Furthermore, grsecurity identified that a similar security design flaw also exists in the filesystem modules loading (still to be identified and fixed in the upstream kernel), which was fixed in a similar manner. Below is the grsecurity version of fs/filesystems.c’s get_fs_type() function which is ensuring that filesystem modules are loaded only by root user.

    fs = __get_fs_type(name, len);
#ifdef CONFIG_GRKERNSEC_MODHARDEN
    if (!fs && (___request_module(true, "grsec_modharden_fs", "fs-%.*s", len, name) == 0))
#else
    if (!fs && (request_module("fs-%.*s", len, name) == 0))
#endif
fs = __get_fs_type(name, len);

This Linux kernel design flaw allows loading of non-filesystem kernel modules via mount. How grsecurity detects those is quite clever and can be found in simplify_symbols() function of kernel/module.c. What it does is ensuring that the the arguments of the module are copied to the kernel side, and then checks the module’s loading information in the symbol table to ensure that the loaded module is trying to register a filesystem instead of any arbitrary kernel module.

#ifdef CONFIG_GRKERNSEC_MODHARDEN
    int is_fs_load = 0;
    int register_filesystem_found = 0;
    char *p;

    p = strstr(mod->args, "grsec_modharden_fs");
    if (p) {
        char *endptr = p + sizeof("grsec_modharden_fs") - 1;
        /* copy \0 as well */
        memmove(p, endptr, strlen(mod->args) - (unsigned int)(endptr - mod->args) + 1);
        is_fs_load = 1;
    }
#endif

    for (i = 1; i < symsec->sh_size / sizeof(Elf_Sym); i++) {
        const char *name = info->strtab + sym[i].st_name;

#ifdef CONFIG_GRKERNSEC_MODHARDEN
        /* it's a real shame this will never get ripped and copied
           upstream! ;(
        */
        if (is_fs_load && !strcmp(name, "register_filesystem"))
            register_filesystem_found = 1;
#endif

switch (sym[i].st_shndx) {

To help in detection of malicious users trying to exploit this Linux kernel design flaw, grsecurity has also an alerting mechanism in place which immediately logs any attempts to load Linux kernel modules that are not filesystems using this design flaw. Meaning loading a kernel module via “mount” without that being an actual filesystem module.

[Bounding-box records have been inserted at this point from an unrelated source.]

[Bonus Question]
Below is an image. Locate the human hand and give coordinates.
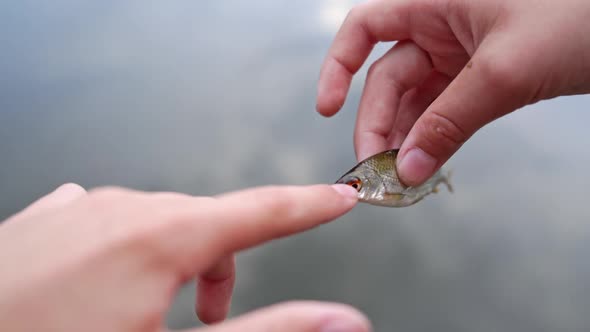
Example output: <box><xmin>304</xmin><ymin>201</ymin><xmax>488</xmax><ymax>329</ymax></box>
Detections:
<box><xmin>0</xmin><ymin>184</ymin><xmax>369</xmax><ymax>332</ymax></box>
<box><xmin>317</xmin><ymin>0</ymin><xmax>590</xmax><ymax>185</ymax></box>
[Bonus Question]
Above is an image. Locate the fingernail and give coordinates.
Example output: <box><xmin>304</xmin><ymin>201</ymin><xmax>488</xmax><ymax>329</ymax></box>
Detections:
<box><xmin>320</xmin><ymin>320</ymin><xmax>368</xmax><ymax>332</ymax></box>
<box><xmin>398</xmin><ymin>148</ymin><xmax>438</xmax><ymax>185</ymax></box>
<box><xmin>332</xmin><ymin>184</ymin><xmax>358</xmax><ymax>200</ymax></box>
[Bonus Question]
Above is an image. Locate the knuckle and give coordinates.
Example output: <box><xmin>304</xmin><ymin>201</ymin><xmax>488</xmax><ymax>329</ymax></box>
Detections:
<box><xmin>422</xmin><ymin>111</ymin><xmax>469</xmax><ymax>153</ymax></box>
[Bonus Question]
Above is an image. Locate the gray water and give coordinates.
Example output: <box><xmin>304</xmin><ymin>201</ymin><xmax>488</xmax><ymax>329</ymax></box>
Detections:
<box><xmin>0</xmin><ymin>0</ymin><xmax>590</xmax><ymax>332</ymax></box>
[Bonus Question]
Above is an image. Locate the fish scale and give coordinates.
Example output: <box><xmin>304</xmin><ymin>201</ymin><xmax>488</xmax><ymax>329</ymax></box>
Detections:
<box><xmin>336</xmin><ymin>149</ymin><xmax>453</xmax><ymax>207</ymax></box>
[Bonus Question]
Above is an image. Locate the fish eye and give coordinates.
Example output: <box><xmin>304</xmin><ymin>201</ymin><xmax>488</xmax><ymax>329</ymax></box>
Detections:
<box><xmin>346</xmin><ymin>177</ymin><xmax>363</xmax><ymax>191</ymax></box>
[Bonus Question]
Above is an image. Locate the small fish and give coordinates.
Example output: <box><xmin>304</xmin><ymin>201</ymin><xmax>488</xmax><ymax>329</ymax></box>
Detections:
<box><xmin>336</xmin><ymin>149</ymin><xmax>453</xmax><ymax>207</ymax></box>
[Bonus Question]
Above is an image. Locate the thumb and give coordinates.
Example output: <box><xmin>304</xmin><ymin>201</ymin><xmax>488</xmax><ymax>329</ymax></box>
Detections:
<box><xmin>397</xmin><ymin>40</ymin><xmax>541</xmax><ymax>186</ymax></box>
<box><xmin>187</xmin><ymin>302</ymin><xmax>371</xmax><ymax>332</ymax></box>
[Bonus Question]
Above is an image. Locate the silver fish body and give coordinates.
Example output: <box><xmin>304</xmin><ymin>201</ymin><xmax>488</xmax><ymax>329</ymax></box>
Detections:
<box><xmin>336</xmin><ymin>149</ymin><xmax>453</xmax><ymax>207</ymax></box>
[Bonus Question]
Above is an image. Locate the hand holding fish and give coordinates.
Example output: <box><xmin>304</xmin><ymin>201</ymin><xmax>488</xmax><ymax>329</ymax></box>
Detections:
<box><xmin>0</xmin><ymin>184</ymin><xmax>370</xmax><ymax>332</ymax></box>
<box><xmin>317</xmin><ymin>0</ymin><xmax>590</xmax><ymax>186</ymax></box>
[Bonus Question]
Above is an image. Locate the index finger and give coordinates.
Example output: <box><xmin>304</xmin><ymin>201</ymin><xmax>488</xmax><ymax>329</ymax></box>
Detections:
<box><xmin>137</xmin><ymin>185</ymin><xmax>357</xmax><ymax>280</ymax></box>
<box><xmin>208</xmin><ymin>185</ymin><xmax>357</xmax><ymax>254</ymax></box>
<box><xmin>316</xmin><ymin>0</ymin><xmax>416</xmax><ymax>116</ymax></box>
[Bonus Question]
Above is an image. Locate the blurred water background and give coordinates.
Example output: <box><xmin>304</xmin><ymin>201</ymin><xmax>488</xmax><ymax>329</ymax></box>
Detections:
<box><xmin>0</xmin><ymin>0</ymin><xmax>590</xmax><ymax>332</ymax></box>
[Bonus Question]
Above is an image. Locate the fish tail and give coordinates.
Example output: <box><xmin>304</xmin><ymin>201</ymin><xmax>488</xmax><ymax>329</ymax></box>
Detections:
<box><xmin>441</xmin><ymin>170</ymin><xmax>454</xmax><ymax>193</ymax></box>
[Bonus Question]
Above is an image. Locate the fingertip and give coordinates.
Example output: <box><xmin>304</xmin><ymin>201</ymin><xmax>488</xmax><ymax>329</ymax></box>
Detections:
<box><xmin>316</xmin><ymin>57</ymin><xmax>352</xmax><ymax>117</ymax></box>
<box><xmin>397</xmin><ymin>147</ymin><xmax>438</xmax><ymax>186</ymax></box>
<box><xmin>332</xmin><ymin>184</ymin><xmax>358</xmax><ymax>204</ymax></box>
<box><xmin>320</xmin><ymin>304</ymin><xmax>372</xmax><ymax>332</ymax></box>
<box><xmin>54</xmin><ymin>182</ymin><xmax>86</xmax><ymax>196</ymax></box>
<box><xmin>197</xmin><ymin>307</ymin><xmax>229</xmax><ymax>325</ymax></box>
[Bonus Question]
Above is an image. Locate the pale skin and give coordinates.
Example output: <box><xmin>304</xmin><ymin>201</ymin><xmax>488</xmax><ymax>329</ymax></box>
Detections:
<box><xmin>0</xmin><ymin>184</ymin><xmax>370</xmax><ymax>332</ymax></box>
<box><xmin>317</xmin><ymin>0</ymin><xmax>590</xmax><ymax>185</ymax></box>
<box><xmin>0</xmin><ymin>0</ymin><xmax>590</xmax><ymax>332</ymax></box>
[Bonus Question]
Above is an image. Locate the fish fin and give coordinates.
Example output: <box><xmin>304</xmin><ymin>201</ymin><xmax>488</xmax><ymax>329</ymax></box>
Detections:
<box><xmin>384</xmin><ymin>193</ymin><xmax>406</xmax><ymax>201</ymax></box>
<box><xmin>442</xmin><ymin>169</ymin><xmax>454</xmax><ymax>193</ymax></box>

#ifdef CONFIG_GRKERNSEC_MODHARDEN
    if (is_fs_load && !register_filesystem_found) {
        printk(KERN_ALERT "grsec: Denied attempt to load non-fs module %.64s through mount\n", mod->name);
        ret = -EPERM;
    }
#endif

    return ret;
}

Security wise grsecurity’s approach is by far the most complete but unfortunately, by default the Linux kernel doesn’t have anything even close to this.